Building on the recently published framework of advanced tensor theories—where tensors are rigorously defined via standard and fractional derivatives—this work extends the formalism to foundational mathematics, fractional calculus, and fractional geometry. We introduce these advanced tensors as generalized objects that unify differential structures across integer and non-integer orders, enabling seamless interpolation between classical and fractional regimes.

Central to the presentation is the construction of transformation laws for mathematical objects under advanced tensor actions, revealing that possibly novel algebraic and geometric invariants are preserved across fractional dimensions. These transformations are shown to induce natural fractional differential geometries on manifolds, yielding fractional manifold–metric pairs with curvature expressions involving Caputo–Fabrizio or Riemann–Liouville operators.

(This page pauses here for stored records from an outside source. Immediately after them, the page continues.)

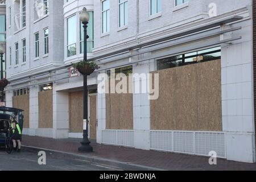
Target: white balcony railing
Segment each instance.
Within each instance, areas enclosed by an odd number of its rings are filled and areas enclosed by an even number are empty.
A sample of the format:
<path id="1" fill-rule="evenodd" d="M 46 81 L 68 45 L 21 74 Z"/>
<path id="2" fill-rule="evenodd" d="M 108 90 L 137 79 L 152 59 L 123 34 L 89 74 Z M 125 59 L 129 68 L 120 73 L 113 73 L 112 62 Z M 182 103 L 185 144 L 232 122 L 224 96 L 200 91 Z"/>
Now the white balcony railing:
<path id="1" fill-rule="evenodd" d="M 49 14 L 49 0 L 37 0 L 34 3 L 38 19 L 41 19 Z"/>

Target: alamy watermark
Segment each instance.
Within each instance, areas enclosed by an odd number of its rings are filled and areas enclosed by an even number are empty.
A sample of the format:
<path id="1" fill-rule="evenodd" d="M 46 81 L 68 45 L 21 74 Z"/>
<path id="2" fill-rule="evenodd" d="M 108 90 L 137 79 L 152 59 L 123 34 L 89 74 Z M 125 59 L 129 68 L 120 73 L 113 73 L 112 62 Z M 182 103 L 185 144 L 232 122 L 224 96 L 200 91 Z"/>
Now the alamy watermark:
<path id="1" fill-rule="evenodd" d="M 159 73 L 115 74 L 114 70 L 110 75 L 98 75 L 98 93 L 148 94 L 150 100 L 157 100 L 159 96 Z"/>

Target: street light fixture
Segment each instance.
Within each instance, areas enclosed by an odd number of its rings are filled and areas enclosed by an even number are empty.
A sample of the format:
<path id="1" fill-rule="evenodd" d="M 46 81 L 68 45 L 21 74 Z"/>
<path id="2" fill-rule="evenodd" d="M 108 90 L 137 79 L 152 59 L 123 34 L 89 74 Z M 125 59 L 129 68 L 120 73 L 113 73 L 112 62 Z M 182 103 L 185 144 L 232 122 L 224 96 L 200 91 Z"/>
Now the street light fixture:
<path id="1" fill-rule="evenodd" d="M 90 20 L 89 15 L 86 9 L 84 7 L 82 12 L 80 15 L 80 20 L 84 24 L 84 61 L 87 60 L 87 24 Z M 87 74 L 84 75 L 84 130 L 83 139 L 81 142 L 81 146 L 79 148 L 80 152 L 91 152 L 93 148 L 90 145 L 90 142 L 88 139 L 88 89 L 87 89 Z"/>
<path id="2" fill-rule="evenodd" d="M 1 61 L 1 79 L 3 78 L 3 63 L 5 62 L 5 60 L 3 60 L 3 54 L 5 52 L 5 43 L 0 43 L 0 61 Z M 3 102 L 3 90 L 1 89 L 1 101 Z"/>

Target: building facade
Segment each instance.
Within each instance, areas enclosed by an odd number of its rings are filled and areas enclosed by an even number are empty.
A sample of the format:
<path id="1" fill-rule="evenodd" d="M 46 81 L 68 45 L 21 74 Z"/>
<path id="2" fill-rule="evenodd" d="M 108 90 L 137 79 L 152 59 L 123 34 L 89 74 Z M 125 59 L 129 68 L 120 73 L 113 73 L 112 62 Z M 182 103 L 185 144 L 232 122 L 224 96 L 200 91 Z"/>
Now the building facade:
<path id="1" fill-rule="evenodd" d="M 100 67 L 88 81 L 91 139 L 255 162 L 251 0 L 39 1 L 6 2 L 7 25 L 19 25 L 7 27 L 7 105 L 27 112 L 24 134 L 82 136 L 82 76 L 72 64 L 83 57 L 86 7 L 88 58 Z M 110 72 L 138 76 L 134 92 L 99 92 Z M 149 73 L 156 99 L 142 91 Z"/>

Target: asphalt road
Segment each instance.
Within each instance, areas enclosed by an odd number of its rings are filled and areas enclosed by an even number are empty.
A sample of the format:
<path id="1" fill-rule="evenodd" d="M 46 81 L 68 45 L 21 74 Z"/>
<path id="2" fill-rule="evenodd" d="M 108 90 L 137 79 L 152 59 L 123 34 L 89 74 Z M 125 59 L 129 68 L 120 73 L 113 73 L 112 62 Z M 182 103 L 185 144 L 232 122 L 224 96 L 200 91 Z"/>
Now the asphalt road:
<path id="1" fill-rule="evenodd" d="M 61 159 L 47 154 L 46 165 L 39 165 L 37 153 L 22 151 L 7 154 L 0 148 L 0 171 L 110 171 L 119 170 L 110 166 L 94 164 L 81 160 Z"/>

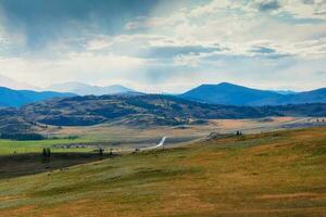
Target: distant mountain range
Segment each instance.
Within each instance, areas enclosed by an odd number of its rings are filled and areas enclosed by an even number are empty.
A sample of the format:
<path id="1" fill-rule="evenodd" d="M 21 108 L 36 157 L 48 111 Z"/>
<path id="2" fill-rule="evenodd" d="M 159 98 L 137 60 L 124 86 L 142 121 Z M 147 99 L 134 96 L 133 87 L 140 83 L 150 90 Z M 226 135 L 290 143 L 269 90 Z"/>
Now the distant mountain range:
<path id="1" fill-rule="evenodd" d="M 1 77 L 0 77 L 1 78 Z M 2 79 L 2 78 L 1 78 Z M 8 82 L 11 80 L 5 80 Z M 2 81 L 3 82 L 3 81 Z M 1 84 L 1 80 L 0 80 Z M 36 92 L 30 90 L 13 90 L 9 88 L 0 89 L 0 106 L 22 106 L 27 103 L 47 100 L 53 97 L 72 95 L 143 95 L 133 89 L 113 85 L 106 87 L 90 86 L 83 82 L 64 82 L 52 85 L 48 88 L 51 91 Z M 238 106 L 263 106 L 263 105 L 285 105 L 302 103 L 325 103 L 326 88 L 305 92 L 293 92 L 284 90 L 259 90 L 243 86 L 222 82 L 218 85 L 201 85 L 177 98 L 223 105 Z"/>
<path id="2" fill-rule="evenodd" d="M 205 104 L 159 94 L 55 98 L 21 108 L 0 108 L 0 132 L 28 132 L 45 125 L 91 126 L 105 123 L 151 127 L 267 116 L 326 116 L 326 103 L 253 107 Z"/>
<path id="3" fill-rule="evenodd" d="M 0 106 L 18 107 L 32 102 L 39 102 L 51 98 L 74 97 L 73 93 L 43 91 L 37 92 L 32 90 L 13 90 L 0 87 Z"/>
<path id="4" fill-rule="evenodd" d="M 326 102 L 326 88 L 305 92 L 276 92 L 258 90 L 228 82 L 201 85 L 180 95 L 198 102 L 226 105 L 284 105 Z"/>
<path id="5" fill-rule="evenodd" d="M 136 92 L 129 88 L 123 87 L 121 85 L 112 85 L 106 87 L 90 86 L 83 82 L 63 82 L 52 85 L 48 88 L 49 90 L 59 92 L 73 92 L 78 95 L 103 95 L 103 94 L 120 94 L 120 93 L 133 93 Z"/>
<path id="6" fill-rule="evenodd" d="M 15 90 L 39 90 L 40 89 L 38 87 L 25 82 L 16 81 L 3 75 L 0 75 L 0 87 L 7 87 Z"/>

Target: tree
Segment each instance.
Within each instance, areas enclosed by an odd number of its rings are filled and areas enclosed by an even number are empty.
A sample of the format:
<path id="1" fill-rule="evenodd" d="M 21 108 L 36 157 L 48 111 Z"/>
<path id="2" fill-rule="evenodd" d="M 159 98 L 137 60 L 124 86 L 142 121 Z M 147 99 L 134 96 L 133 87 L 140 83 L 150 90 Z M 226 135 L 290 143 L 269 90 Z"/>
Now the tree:
<path id="1" fill-rule="evenodd" d="M 42 151 L 42 156 L 43 156 L 43 157 L 47 157 L 47 156 L 48 156 L 48 153 L 47 153 L 47 149 L 46 149 L 46 148 L 45 148 L 43 151 Z"/>
<path id="2" fill-rule="evenodd" d="M 51 156 L 51 150 L 50 148 L 47 148 L 47 157 L 50 157 Z"/>
<path id="3" fill-rule="evenodd" d="M 104 150 L 103 150 L 102 148 L 100 148 L 100 150 L 99 150 L 99 155 L 102 156 L 103 153 L 104 153 Z"/>

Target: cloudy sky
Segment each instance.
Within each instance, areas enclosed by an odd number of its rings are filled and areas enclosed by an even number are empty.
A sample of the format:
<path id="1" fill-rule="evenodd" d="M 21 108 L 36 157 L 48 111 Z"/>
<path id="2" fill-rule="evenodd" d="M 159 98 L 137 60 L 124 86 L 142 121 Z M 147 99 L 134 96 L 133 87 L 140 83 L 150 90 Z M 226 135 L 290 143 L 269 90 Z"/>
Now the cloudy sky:
<path id="1" fill-rule="evenodd" d="M 326 0 L 0 0 L 0 76 L 149 92 L 326 87 Z"/>

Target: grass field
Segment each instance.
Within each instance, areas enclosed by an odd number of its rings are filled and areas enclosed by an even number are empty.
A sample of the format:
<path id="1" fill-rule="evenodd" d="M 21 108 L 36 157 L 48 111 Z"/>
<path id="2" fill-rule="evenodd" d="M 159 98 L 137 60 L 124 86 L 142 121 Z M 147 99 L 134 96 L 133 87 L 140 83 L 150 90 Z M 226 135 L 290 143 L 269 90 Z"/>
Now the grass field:
<path id="1" fill-rule="evenodd" d="M 0 216 L 326 215 L 325 127 L 83 163 L 45 173 L 35 159 L 33 175 L 2 174 Z"/>
<path id="2" fill-rule="evenodd" d="M 38 141 L 15 141 L 0 139 L 0 156 L 22 153 L 41 153 L 43 148 L 52 146 L 53 144 L 71 144 L 79 142 L 92 142 L 90 139 L 47 139 Z M 55 149 L 55 152 L 70 152 L 72 150 Z M 89 152 L 90 149 L 79 149 L 78 152 Z"/>

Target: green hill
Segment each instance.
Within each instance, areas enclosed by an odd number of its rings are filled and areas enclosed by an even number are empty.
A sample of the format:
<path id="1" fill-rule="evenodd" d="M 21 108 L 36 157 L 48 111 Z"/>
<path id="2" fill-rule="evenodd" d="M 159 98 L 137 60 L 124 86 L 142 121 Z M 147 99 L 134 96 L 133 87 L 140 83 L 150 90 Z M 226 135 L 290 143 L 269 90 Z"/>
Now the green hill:
<path id="1" fill-rule="evenodd" d="M 33 164 L 21 156 L 10 166 L 7 158 L 8 164 L 0 165 L 0 216 L 261 217 L 326 212 L 326 128 L 209 140 L 51 170 L 64 162 L 60 156 L 50 163 L 35 158 L 35 175 L 10 179 L 5 171 L 30 171 Z M 48 173 L 40 173 L 45 169 Z"/>

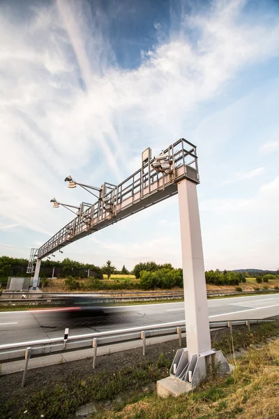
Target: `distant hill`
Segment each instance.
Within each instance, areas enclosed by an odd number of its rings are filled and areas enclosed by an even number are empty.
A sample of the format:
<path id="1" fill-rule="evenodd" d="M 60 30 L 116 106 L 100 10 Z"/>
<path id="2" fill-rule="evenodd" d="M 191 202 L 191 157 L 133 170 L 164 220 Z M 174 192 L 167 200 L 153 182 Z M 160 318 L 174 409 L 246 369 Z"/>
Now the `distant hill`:
<path id="1" fill-rule="evenodd" d="M 262 275 L 266 275 L 267 274 L 271 274 L 271 275 L 276 275 L 278 272 L 278 271 L 271 271 L 271 270 L 263 270 L 263 269 L 235 269 L 234 271 L 234 272 L 236 273 L 241 273 L 241 274 L 245 274 L 245 272 L 248 272 L 249 274 L 260 274 Z"/>

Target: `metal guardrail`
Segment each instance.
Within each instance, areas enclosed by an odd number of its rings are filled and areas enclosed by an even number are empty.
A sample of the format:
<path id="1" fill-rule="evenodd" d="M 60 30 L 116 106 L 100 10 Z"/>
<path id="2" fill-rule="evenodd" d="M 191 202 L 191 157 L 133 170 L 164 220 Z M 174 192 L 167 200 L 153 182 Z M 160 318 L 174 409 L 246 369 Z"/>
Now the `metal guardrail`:
<path id="1" fill-rule="evenodd" d="M 233 325 L 250 325 L 259 323 L 273 322 L 274 320 L 236 320 L 210 322 L 210 328 L 226 328 Z M 68 330 L 66 330 L 68 331 Z M 7 362 L 24 358 L 27 348 L 33 357 L 46 356 L 53 353 L 62 353 L 92 348 L 93 342 L 98 346 L 116 344 L 125 341 L 145 340 L 146 338 L 178 335 L 181 344 L 181 334 L 186 332 L 185 321 L 172 322 L 163 325 L 131 328 L 119 330 L 80 335 L 77 336 L 56 337 L 37 341 L 27 341 L 15 344 L 0 345 L 0 362 Z"/>
<path id="2" fill-rule="evenodd" d="M 273 289 L 271 289 L 271 290 L 262 290 L 262 291 L 234 291 L 232 290 L 221 290 L 221 291 L 211 291 L 211 292 L 208 292 L 207 293 L 207 296 L 211 297 L 211 296 L 225 296 L 225 295 L 246 295 L 246 294 L 263 294 L 263 293 L 278 293 L 278 290 L 273 290 Z M 121 293 L 121 294 L 128 294 L 128 293 Z M 136 293 L 130 293 L 131 294 L 135 294 Z M 66 295 L 76 295 L 77 297 L 90 297 L 92 298 L 94 298 L 95 301 L 96 302 L 125 302 L 125 301 L 151 301 L 151 300 L 154 300 L 156 301 L 156 300 L 172 300 L 172 299 L 177 299 L 177 298 L 183 298 L 183 291 L 179 292 L 178 291 L 177 293 L 168 293 L 167 294 L 163 294 L 163 295 L 154 295 L 155 293 L 152 293 L 152 294 L 151 293 L 150 295 L 139 295 L 139 296 L 134 296 L 134 295 L 131 295 L 130 297 L 128 296 L 117 296 L 116 297 L 115 295 L 113 297 L 109 296 L 111 294 L 110 293 L 102 293 L 102 294 L 90 294 L 90 293 L 84 293 L 84 294 L 70 294 L 70 293 L 65 293 L 64 295 L 61 295 L 61 297 L 59 297 L 59 295 L 61 293 L 52 293 L 52 294 L 41 294 L 40 297 L 36 298 L 36 294 L 34 293 L 29 293 L 27 294 L 27 293 L 18 293 L 16 295 L 13 294 L 12 293 L 10 294 L 13 295 L 13 296 L 15 296 L 17 297 L 18 295 L 26 295 L 27 297 L 25 298 L 5 298 L 4 297 L 0 299 L 0 305 L 1 304 L 7 304 L 7 303 L 18 303 L 18 304 L 30 304 L 30 303 L 53 303 L 53 302 L 63 302 L 63 301 L 66 300 Z M 5 293 L 5 295 L 8 295 L 8 293 Z M 114 294 L 114 293 L 113 293 Z M 47 295 L 49 295 L 49 297 L 46 297 Z M 46 297 L 45 298 L 44 298 L 43 297 Z M 30 297 L 30 298 L 29 297 Z"/>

Real-world applications are explored in depth: modeling anomalous diffusion in heterogeneous media, designing fractional physical and engineering systems with memory- and environment-dependent dynamics, and developing scale-invariant image processing algorithms using fractional tensor convolutions. We further demonstrate how advanced tensors facilitate multi-scale physics simulations—bridging quantum microstates to macroscopic continuum behavior—through dimensionally hybrid tensor fields.

By establishing rigorous links between abstract fractional structures and actionable mathematical, physical, and engineering paradigms, this study positions advanced foundational tensors as a unifying language for next-generation mathematical modeling of sophisticated and complex systems, such as comology, gravity, and high-energy physics.